This here bringer of the pooper to the fun party

Monkey see, monkey do

Yesterday Leta didn’t take a nap. She acted like she was going to when I put her in the crib by collapsing into the corner and plugging her thumb into her mouth. Three minutes later, though, she threw Elmo over the side in protest and began yelling. Official Armstrong Nap Policy dictates that persons must remain in the napping position for at least an hour even if those persons are not sleeping — it’s the first clause underneath Section IV. MAMA IS AN OGRE — so I left her there. Ooooh, can you hear the hate mail being written? The sweet, sweet sound of panties wadding up in a flare of indignation! I guarantee that it will be filled with the use of multiple punctuation marks and some variation on this theme: Why did you have a child if all you were going to do was abandon her?

Duh. Tax deduction!

After ten consecutive minutes of yelling Leta began beating the mattress with her fists. I understood that she was upset, but I had a hard time not laughing because the sound was so pitiful. Did she think that she was being intimidating? I WILL BEAT THIS SOFT SURFACE WITH MY PLUM-SIZED FISTS UNTIL YOU TAKE ME SERIOUSLY. Then she started shaking the side of the crib and trying to move it around the room on its wheels. Again, a little ambitious. The kid has a hard time remaining upright in front of an oscillating fan, she’s not going to budge a piece of furniture 10 times her size.

Jon set out to run an errand several minutes after I put her down for the nap, and thirty minutes later when he returned she was still hollering and objecting to being treated like a toddler.
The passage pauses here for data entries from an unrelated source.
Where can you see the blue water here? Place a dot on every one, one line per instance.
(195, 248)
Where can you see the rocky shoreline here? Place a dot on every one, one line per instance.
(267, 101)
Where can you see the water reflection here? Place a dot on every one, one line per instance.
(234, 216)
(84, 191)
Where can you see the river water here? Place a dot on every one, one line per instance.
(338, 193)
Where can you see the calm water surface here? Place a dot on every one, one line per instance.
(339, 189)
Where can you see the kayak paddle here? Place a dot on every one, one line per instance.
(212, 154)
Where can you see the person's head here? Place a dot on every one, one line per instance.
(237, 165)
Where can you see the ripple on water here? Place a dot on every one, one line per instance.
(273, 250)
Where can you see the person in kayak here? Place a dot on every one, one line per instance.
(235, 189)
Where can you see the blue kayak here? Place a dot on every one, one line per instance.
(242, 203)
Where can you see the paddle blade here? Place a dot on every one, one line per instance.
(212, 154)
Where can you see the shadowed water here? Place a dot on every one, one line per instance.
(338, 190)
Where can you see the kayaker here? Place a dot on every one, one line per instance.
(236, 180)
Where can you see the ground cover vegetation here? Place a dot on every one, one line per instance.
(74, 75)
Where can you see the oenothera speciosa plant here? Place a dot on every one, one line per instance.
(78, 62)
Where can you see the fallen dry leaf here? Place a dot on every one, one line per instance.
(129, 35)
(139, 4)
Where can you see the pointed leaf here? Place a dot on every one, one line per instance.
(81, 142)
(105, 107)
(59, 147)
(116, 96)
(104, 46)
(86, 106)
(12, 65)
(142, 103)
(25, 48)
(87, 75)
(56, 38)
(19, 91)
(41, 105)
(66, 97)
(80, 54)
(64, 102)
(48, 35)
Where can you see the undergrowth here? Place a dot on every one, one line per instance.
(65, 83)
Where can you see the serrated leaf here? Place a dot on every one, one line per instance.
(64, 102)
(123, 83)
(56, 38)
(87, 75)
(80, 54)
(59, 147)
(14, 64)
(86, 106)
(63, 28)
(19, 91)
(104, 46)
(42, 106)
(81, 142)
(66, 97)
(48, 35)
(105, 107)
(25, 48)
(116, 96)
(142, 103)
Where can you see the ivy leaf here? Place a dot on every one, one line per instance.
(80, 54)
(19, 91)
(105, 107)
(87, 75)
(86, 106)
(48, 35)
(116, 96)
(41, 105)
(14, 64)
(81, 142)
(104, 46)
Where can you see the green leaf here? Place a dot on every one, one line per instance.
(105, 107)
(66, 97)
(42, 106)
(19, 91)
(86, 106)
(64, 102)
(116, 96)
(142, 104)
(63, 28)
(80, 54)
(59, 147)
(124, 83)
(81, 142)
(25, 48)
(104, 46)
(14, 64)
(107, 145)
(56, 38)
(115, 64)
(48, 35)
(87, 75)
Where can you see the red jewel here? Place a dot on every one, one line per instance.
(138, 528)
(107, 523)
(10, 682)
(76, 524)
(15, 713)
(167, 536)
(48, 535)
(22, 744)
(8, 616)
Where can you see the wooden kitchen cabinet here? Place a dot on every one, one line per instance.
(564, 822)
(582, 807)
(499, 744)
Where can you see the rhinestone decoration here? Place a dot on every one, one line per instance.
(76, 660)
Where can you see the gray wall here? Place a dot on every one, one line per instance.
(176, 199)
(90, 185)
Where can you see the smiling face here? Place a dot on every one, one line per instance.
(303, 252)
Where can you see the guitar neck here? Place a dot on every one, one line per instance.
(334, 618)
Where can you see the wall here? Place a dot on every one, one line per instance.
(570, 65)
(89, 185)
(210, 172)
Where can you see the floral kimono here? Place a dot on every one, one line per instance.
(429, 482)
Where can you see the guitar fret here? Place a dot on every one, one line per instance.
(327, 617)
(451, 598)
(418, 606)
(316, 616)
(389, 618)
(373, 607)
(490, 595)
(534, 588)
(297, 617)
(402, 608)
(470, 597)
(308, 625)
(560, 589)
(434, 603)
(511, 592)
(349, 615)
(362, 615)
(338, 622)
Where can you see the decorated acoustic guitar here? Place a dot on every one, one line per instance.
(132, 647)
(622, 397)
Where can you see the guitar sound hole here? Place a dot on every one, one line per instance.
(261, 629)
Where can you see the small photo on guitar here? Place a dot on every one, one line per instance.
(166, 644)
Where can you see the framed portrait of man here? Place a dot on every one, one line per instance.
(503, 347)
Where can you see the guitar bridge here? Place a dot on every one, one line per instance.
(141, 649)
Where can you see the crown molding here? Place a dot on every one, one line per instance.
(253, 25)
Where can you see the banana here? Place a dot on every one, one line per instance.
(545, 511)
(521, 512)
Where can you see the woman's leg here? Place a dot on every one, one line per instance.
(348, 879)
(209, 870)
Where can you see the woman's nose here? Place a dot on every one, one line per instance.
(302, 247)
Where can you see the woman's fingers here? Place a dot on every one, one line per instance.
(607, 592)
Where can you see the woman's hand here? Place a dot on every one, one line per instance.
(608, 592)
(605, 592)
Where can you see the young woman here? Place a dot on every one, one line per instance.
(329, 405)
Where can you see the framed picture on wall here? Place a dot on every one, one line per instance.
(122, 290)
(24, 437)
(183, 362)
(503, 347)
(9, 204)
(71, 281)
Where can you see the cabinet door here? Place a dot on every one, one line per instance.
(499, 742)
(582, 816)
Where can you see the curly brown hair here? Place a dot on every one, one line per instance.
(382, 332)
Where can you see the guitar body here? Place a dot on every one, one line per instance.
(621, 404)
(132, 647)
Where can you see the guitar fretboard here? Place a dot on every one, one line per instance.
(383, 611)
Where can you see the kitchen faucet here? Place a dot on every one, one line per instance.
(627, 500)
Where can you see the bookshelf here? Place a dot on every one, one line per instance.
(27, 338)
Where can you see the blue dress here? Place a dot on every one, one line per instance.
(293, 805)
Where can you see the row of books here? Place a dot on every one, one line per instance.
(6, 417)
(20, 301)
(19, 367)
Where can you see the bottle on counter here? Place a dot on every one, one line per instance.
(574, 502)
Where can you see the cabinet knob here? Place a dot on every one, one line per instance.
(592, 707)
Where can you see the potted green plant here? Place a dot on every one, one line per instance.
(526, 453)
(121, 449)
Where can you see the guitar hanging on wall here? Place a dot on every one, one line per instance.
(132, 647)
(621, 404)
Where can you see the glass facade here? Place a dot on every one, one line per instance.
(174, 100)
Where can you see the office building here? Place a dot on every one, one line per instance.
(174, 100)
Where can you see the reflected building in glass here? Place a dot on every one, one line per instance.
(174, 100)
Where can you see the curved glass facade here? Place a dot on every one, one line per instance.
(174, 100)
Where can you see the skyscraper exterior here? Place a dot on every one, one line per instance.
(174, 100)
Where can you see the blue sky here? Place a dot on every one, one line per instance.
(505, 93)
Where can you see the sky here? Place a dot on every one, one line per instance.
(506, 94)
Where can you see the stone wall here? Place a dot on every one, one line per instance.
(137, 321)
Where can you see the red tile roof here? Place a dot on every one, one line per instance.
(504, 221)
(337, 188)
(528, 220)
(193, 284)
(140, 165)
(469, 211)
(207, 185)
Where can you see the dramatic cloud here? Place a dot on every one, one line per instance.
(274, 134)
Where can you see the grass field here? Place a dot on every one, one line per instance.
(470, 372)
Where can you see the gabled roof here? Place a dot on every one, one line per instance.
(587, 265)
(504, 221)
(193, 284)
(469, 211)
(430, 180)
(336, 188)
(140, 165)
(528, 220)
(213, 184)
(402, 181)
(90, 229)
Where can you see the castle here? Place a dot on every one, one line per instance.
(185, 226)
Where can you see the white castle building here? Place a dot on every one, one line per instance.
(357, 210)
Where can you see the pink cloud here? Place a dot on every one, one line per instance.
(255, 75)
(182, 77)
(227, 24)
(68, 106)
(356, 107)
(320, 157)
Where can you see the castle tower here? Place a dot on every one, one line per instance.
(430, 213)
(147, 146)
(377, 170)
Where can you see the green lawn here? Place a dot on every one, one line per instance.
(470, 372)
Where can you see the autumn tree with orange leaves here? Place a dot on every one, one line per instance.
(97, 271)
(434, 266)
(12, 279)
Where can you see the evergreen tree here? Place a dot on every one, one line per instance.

I had become increasingly anxious during the hour, reminded of the six months of my life when the only noise that came out of her mouth was UNBEARABLE DISCONTENT which sounds a lot like a howler monkey being roasted alive, and when Jon walked in the door I let out a, “JooooOOOOOOONNNN!” It hit him in the face like an object being thrown across the room.

He came running to the bedroom where I was playing this game of chicken with our tax deduction, and said, “What? Why are you screaming at me?”

“YOUR DAUGHTER IS NOT SLEEPING.”

Hearing the pitter patter of her fists against the bed sheet he said, “I see that, but why are you yelling? What do you want me to do about it?”

“FIX IT!”

“Why couldn’t you have asked me more calmly? You could have said, ‘Jon, the baby won’t go to sleep,’ and that would have been much more helpful than, “JJJHHHHHOOOOOOONNNNNNNAAGHHHHHH,” which just sounds like you’re dying.”

All of a sudden I noticed that the area around Leta’s room was silent. She had stopped wrecking her cage so that she could listen to us, and I imagined that she was leaning as far over the crib as possible to get a better angle. I started to feel a tad guilty with the realization that she wasn’t just observing the yelling, she was imitating it and then using it against us. I tried to figure out where she had picked up the physical violence — another kid? MTV? church? — when it hit me: her father, he’s a drummer.